Models of Accretion Disks
Aneta Siemiginowska (Harvard-Smithsonian Center for Astrophysics)

TL;DR
This paper reviews models of accretion disks around supermassive black holes, discussing their structure, emission components, and challenges in matching theoretical predictions with observed quasar spectra.
Contribution
It provides a comprehensive overview of standard and recent accretion disk models, highlighting discrepancies and presenting examples of spectral fitting to constrain model parameters.
Findings
Discrepancies between predicted and observed quasar spectra.
Models fitted to optical-UV-X-ray data provide parameter constraints.
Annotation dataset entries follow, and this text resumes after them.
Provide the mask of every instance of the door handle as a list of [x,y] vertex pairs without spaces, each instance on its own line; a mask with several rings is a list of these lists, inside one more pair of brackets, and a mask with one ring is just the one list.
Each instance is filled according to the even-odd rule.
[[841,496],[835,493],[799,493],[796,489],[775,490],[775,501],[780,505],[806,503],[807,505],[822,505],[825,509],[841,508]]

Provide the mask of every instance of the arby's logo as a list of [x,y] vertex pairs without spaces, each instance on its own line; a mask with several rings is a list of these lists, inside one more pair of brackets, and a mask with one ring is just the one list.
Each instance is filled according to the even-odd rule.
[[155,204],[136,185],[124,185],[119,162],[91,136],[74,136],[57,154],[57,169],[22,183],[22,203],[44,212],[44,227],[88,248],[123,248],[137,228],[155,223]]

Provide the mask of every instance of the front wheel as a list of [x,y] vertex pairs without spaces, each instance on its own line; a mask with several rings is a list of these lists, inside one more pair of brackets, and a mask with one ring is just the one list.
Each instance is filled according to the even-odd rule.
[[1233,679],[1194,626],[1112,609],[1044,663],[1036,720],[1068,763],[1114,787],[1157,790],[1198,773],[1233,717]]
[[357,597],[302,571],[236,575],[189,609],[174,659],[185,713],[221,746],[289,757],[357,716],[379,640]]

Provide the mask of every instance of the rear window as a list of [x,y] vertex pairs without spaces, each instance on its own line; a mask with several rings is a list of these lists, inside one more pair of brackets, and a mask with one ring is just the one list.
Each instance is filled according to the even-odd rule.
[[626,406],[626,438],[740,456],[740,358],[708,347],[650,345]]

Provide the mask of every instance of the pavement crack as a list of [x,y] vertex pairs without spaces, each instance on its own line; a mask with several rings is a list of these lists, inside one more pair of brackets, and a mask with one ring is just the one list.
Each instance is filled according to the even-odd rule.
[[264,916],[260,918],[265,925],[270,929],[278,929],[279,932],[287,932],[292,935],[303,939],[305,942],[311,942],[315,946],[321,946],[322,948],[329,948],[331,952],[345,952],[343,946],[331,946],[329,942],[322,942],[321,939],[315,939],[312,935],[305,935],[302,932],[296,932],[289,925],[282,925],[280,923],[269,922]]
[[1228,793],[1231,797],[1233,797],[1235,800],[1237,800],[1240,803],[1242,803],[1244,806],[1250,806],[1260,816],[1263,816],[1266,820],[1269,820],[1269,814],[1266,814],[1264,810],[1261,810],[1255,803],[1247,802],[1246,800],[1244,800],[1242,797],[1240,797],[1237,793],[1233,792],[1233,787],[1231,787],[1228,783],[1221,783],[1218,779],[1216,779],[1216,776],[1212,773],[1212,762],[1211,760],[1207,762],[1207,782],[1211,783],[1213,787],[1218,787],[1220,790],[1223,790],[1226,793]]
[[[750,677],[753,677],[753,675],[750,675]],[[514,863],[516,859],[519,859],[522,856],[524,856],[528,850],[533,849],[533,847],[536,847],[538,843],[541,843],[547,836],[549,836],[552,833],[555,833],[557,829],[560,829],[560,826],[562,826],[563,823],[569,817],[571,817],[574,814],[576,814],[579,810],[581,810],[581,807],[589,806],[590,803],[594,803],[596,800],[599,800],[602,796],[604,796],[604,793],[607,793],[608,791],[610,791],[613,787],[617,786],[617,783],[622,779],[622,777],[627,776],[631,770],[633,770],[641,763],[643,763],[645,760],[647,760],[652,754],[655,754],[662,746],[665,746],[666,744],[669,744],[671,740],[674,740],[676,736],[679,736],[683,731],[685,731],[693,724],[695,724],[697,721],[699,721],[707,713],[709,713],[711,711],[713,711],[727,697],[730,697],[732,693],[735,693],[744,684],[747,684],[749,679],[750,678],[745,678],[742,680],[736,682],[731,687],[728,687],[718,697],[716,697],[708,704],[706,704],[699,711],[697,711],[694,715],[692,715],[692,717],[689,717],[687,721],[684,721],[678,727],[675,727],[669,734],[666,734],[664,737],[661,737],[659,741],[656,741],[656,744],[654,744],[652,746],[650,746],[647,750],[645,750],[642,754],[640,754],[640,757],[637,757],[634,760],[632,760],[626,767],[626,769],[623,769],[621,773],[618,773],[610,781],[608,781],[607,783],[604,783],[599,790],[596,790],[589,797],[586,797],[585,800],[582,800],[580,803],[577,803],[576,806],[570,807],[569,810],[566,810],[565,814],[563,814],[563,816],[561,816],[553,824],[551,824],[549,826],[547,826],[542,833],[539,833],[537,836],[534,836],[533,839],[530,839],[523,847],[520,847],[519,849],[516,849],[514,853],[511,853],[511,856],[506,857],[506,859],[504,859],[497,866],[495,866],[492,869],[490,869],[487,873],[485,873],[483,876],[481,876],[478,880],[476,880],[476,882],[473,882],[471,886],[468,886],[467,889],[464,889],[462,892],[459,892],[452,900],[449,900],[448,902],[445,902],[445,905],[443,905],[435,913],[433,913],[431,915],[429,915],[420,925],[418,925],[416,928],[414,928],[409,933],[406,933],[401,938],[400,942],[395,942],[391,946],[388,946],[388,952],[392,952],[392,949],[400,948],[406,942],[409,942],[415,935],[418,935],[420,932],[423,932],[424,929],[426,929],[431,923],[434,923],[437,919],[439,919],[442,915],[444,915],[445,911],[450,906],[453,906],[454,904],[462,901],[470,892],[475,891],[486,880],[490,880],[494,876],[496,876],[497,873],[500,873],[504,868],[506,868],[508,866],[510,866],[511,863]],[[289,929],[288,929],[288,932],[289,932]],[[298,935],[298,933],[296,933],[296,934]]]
Discussion of emission components' roles in quasar spectra.
Abstract
An accretion flow onto a supermassive black hole is the primary process powering quasars. However, a geometry of this flow is not well constrained. Both global MHD simulations and observations suggest that there are several emission components present in the nucleus: an accretion disk, hot plasma (corona or sphere) with electrons scattering the optical and UV photons, and an outflow (wind/jet). The relative location and size of these emission components, as well as their "interplay" affect the emerging quasar spectrum. I review briefly standard accretion disk models and the recent progress, point out discrepancies between the predicted and observed spectra and discuss some issues in fitting these models to the broad-band spectral energy distribution of quasars. I present examples of models fitted simultaneously to the optical-UV-X-ray data and possible constraints on the parameters.